Fonte Original: A citação é extraída dos 'Sermões' do Padre António Vieira. Embora a localização exata (sermão e data) possa variar consoante as edições, a frase é frequentemente atribuída e citada no âmbito da sua vasta obra oratória, que abordava temas teológicos, morais e sociais.
Citação Original: Enfim, que neste jogo que o mundo chama da fortuna, não consta o ser má ou boa, senão no bom ou mau uso dela.
Exemplos de Uso
- Um empresário que usa os seus lucros para criar programas de formação para desempregados está a dar um 'bom uso' à sua fortuna, transformando-a num instrumento de progresso social.
- Herdar uma grande quantia de dinheiro e gastá-la apenas em luxos efémeros, sem contribuir para nada além do próprio prazer imediato, pode ser considerado um 'mau uso' segundo a perspetiva de Vieira.

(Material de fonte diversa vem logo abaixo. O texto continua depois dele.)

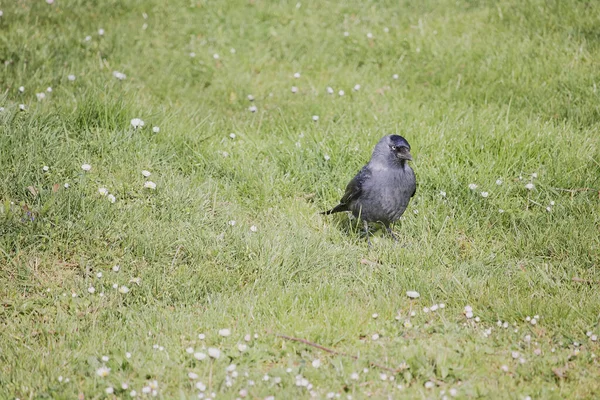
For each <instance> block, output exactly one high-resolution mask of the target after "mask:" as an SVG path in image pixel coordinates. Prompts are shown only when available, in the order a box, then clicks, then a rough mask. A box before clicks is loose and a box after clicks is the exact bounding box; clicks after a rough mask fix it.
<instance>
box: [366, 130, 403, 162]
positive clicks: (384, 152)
mask: <svg viewBox="0 0 600 400" xmlns="http://www.w3.org/2000/svg"><path fill="white" fill-rule="evenodd" d="M373 159H377V160H379V161H383V160H386V161H387V162H391V163H400V164H404V163H405V162H406V161H412V155H411V154H410V144H408V142H407V141H406V139H404V138H403V137H402V136H399V135H388V136H384V137H383V138H382V139H381V140H380V141H379V143H377V145H376V146H375V150H374V151H373Z"/></svg>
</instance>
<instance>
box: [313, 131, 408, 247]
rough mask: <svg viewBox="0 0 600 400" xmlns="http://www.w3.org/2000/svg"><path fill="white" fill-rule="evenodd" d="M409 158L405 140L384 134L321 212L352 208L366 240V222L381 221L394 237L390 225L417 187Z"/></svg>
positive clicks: (393, 234)
mask: <svg viewBox="0 0 600 400" xmlns="http://www.w3.org/2000/svg"><path fill="white" fill-rule="evenodd" d="M408 161H412V156H411V154H410V145H409V144H408V142H407V141H406V139H404V138H403V137H402V136H398V135H388V136H384V137H383V138H382V139H381V140H380V141H379V143H377V145H375V149H374V150H373V155H372V156H371V160H370V161H369V163H368V164H367V165H365V166H364V167H363V168H362V169H361V170H360V172H359V173H358V174H357V175H356V176H355V177H354V178H353V179H352V180H351V181H350V183H348V186H346V192H345V193H344V196H343V197H342V200H340V204H338V205H337V206H335V207H333V208H332V209H331V210H329V211H325V212H322V213H321V214H325V215H329V214H333V213H337V212H341V211H351V212H352V214H353V215H354V216H355V217H357V218H359V219H361V220H362V221H363V223H364V225H365V231H366V233H367V241H369V222H380V223H382V224H383V225H384V226H385V228H386V230H387V231H388V232H389V233H390V235H391V236H392V237H393V238H394V239H396V236H395V235H394V233H393V232H392V230H391V229H390V224H391V223H392V222H395V221H397V220H398V219H399V218H400V217H401V216H402V214H403V213H404V210H406V207H407V206H408V202H409V201H410V198H411V197H413V196H414V195H415V192H416V190H417V183H416V178H415V173H414V172H413V170H412V168H411V167H410V166H409V165H408ZM369 243H370V241H369Z"/></svg>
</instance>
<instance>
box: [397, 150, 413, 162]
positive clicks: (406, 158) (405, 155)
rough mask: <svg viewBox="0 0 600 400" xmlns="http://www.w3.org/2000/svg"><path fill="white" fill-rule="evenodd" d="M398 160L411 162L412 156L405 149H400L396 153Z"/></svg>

- Uma pessoa que ganha na lotaria e decide financiar investigação médica ou apoiar instituições de caridade está a jogar o 'jogo da fortuna' de forma ética, conferindo-lhe um valor moral positivo.
Variações e Sinônimos
- A riqueza em si não é virtude nem vício; tudo depende do uso que se faz dela.
- Não é o ter, mas o como se usa o que se tem, que define o caráter.
- A sorte é neutra; a moralidade está na ação que ela possibilita.
- O dinheiro é uma ferramenta; o bem ou mal está nas mãos de quem o maneja.
- Ditado popular: 'O dinheiro não traz felicidade, mas ajuda muito.' (variante que aborda o uso, não a posse).
Curiosidades
Padre António Vieira foi tão influente e controverso que foi perseguido pela Inquisição, que o considerou 'herege, ímpio e rebelde'. Acabou por ser absolvido, mas a sua coragem em pregar contra as injustiças, mesmo perante o poder estabelecido, reflete-se nesta citação que desafia os detentores de 'fortuna' a usá-la com retidão.